Do you know why? Editing is not that interesting to blog about, and I’ve been doing a lot of editing.

Let’s rewind a few months.

I had the opportunity to send 10 000 words to Gollancz’s editing  director Gillian Redfearn. Now, I wanted to have the full editing experience, so I composed a query package including the query letter, synopsis,  and my text. Since I could only reduce the synopsis to 2 000 words, it meant my text couldn’t be more than 8 000 words. That’s not a lot, especially for me.

Per Ian McDonald’s advice, I knew I had to end my submission on a dramatic beat, so I looked for one. The Prologue was a no-brainer and I included it. Oops, here’s half my allotted words gone away. Chapter 1 was good character development but too slow (the running gag is that it took me 3000 words to say “Ciera went to work”). Chapter 2 was on another character (still some nice development going on here) and no dramatic beat. Now, chapter 3 was a Ciera chapter with a little bit of surprise on the middle.

So, I could merge my 2 Ciera chapters, I could find my dramatic ending. The trouble was that all those sections put together were around 7 000 words.

That meant a round of hard editing, cutting off entire paragraphs off (sometimes, entire pages). After a few rounds of comments from my trusted readers, I felt confident enough to send my submission out.

That was early January.

The original plan was to go back and finish book 3, but I figured that if I could edit book 1 in full before Eastercon, I might have something to actually pitch to agents and editors there. So, I went to editing.

Let’s face it, I’m as good as GRR Martin when it comes to plan a schedule (unless I have a hard objective to meet it seems). So editing drifted a little (Ok, a lot). Today, I’m about halfway through book 1 with a few side editings of books 2 and 3.. Granted, there were some health issues in my family and I could have been more productive, but let’s face it : editing is much harder than writing. On average I edit only as fast as I write. That means I can only edit about 1 000 words a day. As the book was written in 5 months, that gives a rough estimate for the editing (expected to be over by the end of may, and I think even that’s optimistic).

That’s when Gillian asked me for chapter 2.

It was a few weeks before Easter. She had been swamped by larger than expected books delivered (expect a fat Joe Abercrombie in a few months) and started to edit my work basically in late march. After a brief instant of panic (“I haven’t merged my chapter 2 yet!”), I was very pleased to know that the writing didn’t repulse her and that she wanted more (whatever her reasons). I merged my 2 3 000 words chapters and managed to bring what I delivered back to 2 000 words. As I said on twitter, 3+3=2 when editing. I sent her the new chapter and waited for her answer.

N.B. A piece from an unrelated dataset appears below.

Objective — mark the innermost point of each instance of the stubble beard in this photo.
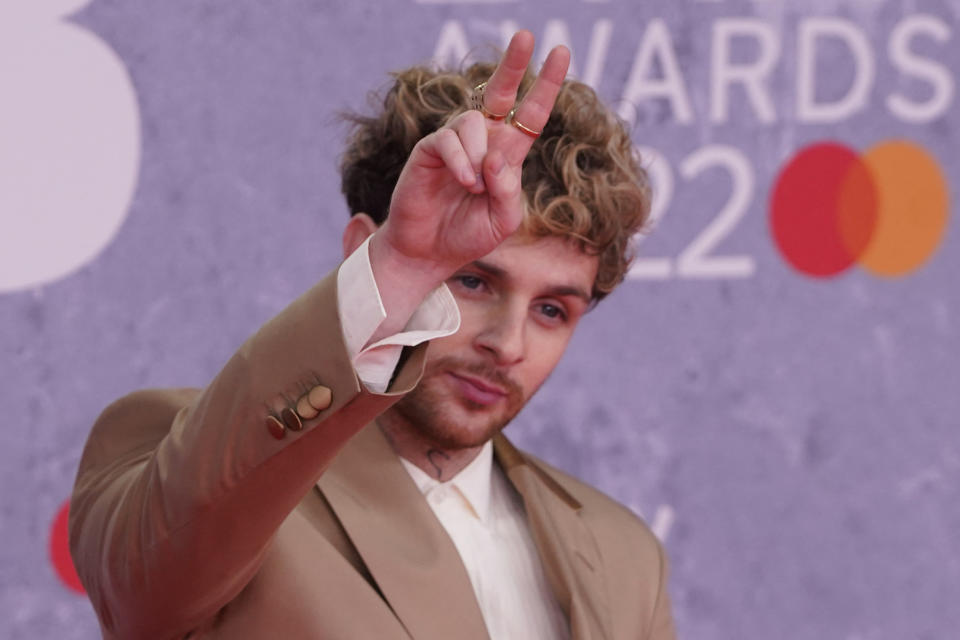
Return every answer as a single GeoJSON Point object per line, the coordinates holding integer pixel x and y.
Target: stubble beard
{"type": "Point", "coordinates": [434, 412]}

Her feedback came shortly before I went to Eastercon.

I must say it surprised me. I mean, this was my first novel I submitted. Even with heavy revisions, it’s still the first thing I ever wrote and I expected a professional editor to send it back bleeding red with a side note saying “This story isn’t novel worthy”. Maybe that was my writer’s insecurity talking here, but I really expected to be trashed to some extent.

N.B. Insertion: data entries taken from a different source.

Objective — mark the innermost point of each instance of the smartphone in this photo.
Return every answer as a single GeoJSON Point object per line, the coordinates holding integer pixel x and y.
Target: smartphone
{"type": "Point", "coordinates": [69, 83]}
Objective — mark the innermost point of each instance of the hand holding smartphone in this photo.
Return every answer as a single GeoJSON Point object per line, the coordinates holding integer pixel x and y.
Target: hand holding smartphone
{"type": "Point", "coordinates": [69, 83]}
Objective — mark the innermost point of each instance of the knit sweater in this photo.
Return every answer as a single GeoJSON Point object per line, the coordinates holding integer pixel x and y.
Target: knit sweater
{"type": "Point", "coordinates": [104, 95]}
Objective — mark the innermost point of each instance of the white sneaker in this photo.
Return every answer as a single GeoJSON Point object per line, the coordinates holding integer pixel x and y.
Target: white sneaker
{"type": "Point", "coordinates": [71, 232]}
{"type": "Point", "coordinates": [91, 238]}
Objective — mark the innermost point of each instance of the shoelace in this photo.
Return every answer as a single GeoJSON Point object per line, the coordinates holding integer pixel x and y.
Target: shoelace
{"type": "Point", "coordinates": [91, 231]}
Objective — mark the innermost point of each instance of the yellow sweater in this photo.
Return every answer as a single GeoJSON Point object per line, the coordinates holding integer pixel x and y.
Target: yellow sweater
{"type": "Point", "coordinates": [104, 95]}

Along with her annotations, she wrote this to me:

“The main thing I’d like to say, though, is that it’s very nicely done. Your ideas are strong, the characters are nicely constructed, and the world is well conceived and well evoked. Those things are all rarer than you might think :)”

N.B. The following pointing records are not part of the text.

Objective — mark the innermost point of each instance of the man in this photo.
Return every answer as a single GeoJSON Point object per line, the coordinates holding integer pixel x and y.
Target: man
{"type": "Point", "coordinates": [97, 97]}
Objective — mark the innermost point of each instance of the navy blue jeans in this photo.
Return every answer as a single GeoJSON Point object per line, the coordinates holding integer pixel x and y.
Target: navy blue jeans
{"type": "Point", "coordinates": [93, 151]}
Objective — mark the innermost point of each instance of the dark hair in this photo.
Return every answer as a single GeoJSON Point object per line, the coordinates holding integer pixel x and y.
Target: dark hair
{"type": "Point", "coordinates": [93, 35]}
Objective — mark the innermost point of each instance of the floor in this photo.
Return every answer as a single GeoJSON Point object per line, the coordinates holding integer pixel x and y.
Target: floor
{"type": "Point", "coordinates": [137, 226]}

Now, that’s high praise for any aspiring writer. The edited document was bleeding red as I expected, but showed no big  mistakes – except my antagonist’s name which happens to be the name of a lethal illness (that made me laugh no end). Oh, and she loved the query letter, so I was overjoyed to say the least.

That gave me enough confidence to go to Eastercon with a load of questions for her.

But that’s another story for another blog post!